Pour ce qui est du règlement des litiges, il serait intéressant de prévoir «un comité d’arbitrage» composé des représentants des cocontractants et des parties prenantes. Cette option permettra d’éviter de se retrouver devant les juridictions dont les décisions tardent, ce qui va porter un coup au projet sur la durée et augmenter les risques de pertes pour l’investisseur et celui d’échec du projet. La composition de comité sera définie par décret.
Du cadre institutionnel et des organes de gestion
Il définit les organes de gestion et leur ancrage institutionnel avec leurs attributions et fonctionnement tout comme le profil des acteurs qui seront appelés à les animer. Il établit également les processus et les étapes selon lesquels des projets de PPP sont identifiés, élaborés, évalués, mis en œuvre et gérés. Un processus rigoureux de PPP est efficient et transparent et est constamment surveillé afin de contrôler efficacement la qualité des projets de PPP.
Des organes de Gestion et de Promotion des PPP
Il est proposé ici, une chaine de gestion des PPP composée ainsi qu’il suit :
Unité PPP (Cellule d'appui au partenariat public privé ou une Mission d’appui au PPP).
Ce sera la structure faîtière en matière de promotion, d’orientation, de planification, de coordination et de gestion des initiatives PPP. De façon spécifique, cette entité sera chargée de :
promouvoir PPP au Bénin ;
examiner notamment la conformité du projet de partenariat au regard des politiques de l'Etat en matière de développement économique, des normes environnementales, d'assainissement et d'aménagement du territoire.
Ce doit être un organisme-expert avec vocation première d'apporter un appui aux administrations publiques dans la préparation des contrats de partenariat. A ce titre elle rend une expertise sur l'économie générale, l’impact du projet de partenariat sur le budget et la dette publique.
Elle devra aider à cet effet la personne publique porteuse du projet à procéder à l'étude d'évaluation technique et financière requise.
L’Unité ppp sera obligatoirement saisie pour approbation de tout contrat de partenariat lancé au niveau de l'Etat ou d'un de ses démembrements et doit valider le principe de recours au contrat de partenariat.

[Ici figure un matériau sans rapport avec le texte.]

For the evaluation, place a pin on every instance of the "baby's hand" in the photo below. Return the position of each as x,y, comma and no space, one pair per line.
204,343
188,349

L’Unité PPP apporte également un concours pendant la phase d'attribution et de négociation des contrats. Elle développe des recommandations et des fiches explicatives sur les lignes directrices pour la passation des contrats de partenariat et la mobilisation des ressources conséquentes.
La composition, l'organisation et le fonctionnement de cette Unité PPP seront fixés par décret pris en Conseil des ministres.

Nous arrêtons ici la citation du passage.